In part two of Writing Together, I am intrigued by the “feminist leanings.” At first, while reading about the secretary who collaborated (w/c?) with Dick Miller on writing projects, I noted, perhaps because of the job-descriptive word we are no longer to use, the authors report two very telling things:
1.“…the satisfaction comes when the chairman or governing board says ‘You have done a great job.’ That is the satisfaction. I don’t think about private authorship or anything like that; I just want to know if I did a good job” (107, emphasis mine).
2.“Like many executives, Miller relies heavily on his secretary, who in fact plays a significant role in the collaborative writing that occurs in his office” (ibid).

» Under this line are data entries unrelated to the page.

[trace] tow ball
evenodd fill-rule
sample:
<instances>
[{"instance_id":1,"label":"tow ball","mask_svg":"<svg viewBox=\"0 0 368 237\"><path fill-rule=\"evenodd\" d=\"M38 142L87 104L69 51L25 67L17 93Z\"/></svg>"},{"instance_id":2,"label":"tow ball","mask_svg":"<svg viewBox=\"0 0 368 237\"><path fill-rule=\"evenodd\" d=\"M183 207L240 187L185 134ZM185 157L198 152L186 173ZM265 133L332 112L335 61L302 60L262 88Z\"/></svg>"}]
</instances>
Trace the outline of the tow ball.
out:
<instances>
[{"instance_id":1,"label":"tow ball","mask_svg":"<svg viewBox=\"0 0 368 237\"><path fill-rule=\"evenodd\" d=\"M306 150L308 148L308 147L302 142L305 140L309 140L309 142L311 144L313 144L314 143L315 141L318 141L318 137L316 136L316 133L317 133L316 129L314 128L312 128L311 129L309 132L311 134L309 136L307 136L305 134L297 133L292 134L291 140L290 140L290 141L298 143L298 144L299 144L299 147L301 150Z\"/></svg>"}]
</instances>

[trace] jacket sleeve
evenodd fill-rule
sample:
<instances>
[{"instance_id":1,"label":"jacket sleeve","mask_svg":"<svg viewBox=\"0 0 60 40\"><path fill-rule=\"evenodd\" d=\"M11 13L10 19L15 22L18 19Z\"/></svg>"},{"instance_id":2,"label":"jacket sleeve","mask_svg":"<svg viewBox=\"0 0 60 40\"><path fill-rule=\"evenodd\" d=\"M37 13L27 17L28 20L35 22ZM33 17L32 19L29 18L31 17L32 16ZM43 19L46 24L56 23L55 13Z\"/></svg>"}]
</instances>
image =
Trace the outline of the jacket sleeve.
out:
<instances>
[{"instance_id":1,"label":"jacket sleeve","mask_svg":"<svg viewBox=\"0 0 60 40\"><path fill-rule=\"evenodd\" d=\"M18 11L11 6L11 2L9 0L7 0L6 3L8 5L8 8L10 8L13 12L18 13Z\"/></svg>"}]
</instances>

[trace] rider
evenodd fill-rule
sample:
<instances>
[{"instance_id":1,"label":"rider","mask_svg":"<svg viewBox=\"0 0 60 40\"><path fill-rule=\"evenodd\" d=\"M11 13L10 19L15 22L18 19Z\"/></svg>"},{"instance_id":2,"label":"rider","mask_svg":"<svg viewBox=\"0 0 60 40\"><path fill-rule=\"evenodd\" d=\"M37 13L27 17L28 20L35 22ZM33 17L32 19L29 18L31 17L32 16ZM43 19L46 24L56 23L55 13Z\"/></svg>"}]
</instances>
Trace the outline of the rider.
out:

These two things come within the results part of what at first appears to be an IMRAD-type report by Lunsford and Ede, so of course discussion is saved for later. However, the discussion in this section does not mention anything about the above-mentioned result. The authors have already noted that their research cannot be completed in a way that eschews narrative, and they do keep revising their research methods, but it is not until a later paper (1990) that they begin to talk feminism. Their bias(es), however, have been evident from the start. On page 93, they write: “when we first chose those we hoped to interview, we determined that we would attempt to talk with individuals who were satisfied, productive, and articulate collaborative writers…” In chapter 9, they state that when they began the project they thought they could “sum up [their] findings and offer a conceptual model for collaborative writing” (135). So this failed, and they revised their methods again, and start dropping words like “phallocentric” (indeed, the first time this happened on page 136, I had no context from their writing to draw from. It makes sense in the theories of post-colonialism and Native American research, but nothing in the text prepared me for this rather sudden phallus-dropping). The authors do develop this so-called mode of feminism in their description of dialogic modes of collaboration, but make some claims that I do not think are fully realized in the text, such as that the hierarchical mode of writing is “most often…a masculine mode of discourse” (138). Is this because the writers they surveyed previously were male? Because their IMRAD isn’t totally an IMRAD? Because of reception of their previous work? In the end, I am not sure. On their end, Lundsford and Ede seem to side with John Trimbur, who incidentally writes a textbook many of us use in teaching Business and Professional Writing here at NDSU. The authors cite Trimbur as saying that “it would be fatuous…to presume that collaborative learning can constitute more than momentarily an alternative to the present asymmetrical relations of power and distribution of knowledge and its means of production” (141).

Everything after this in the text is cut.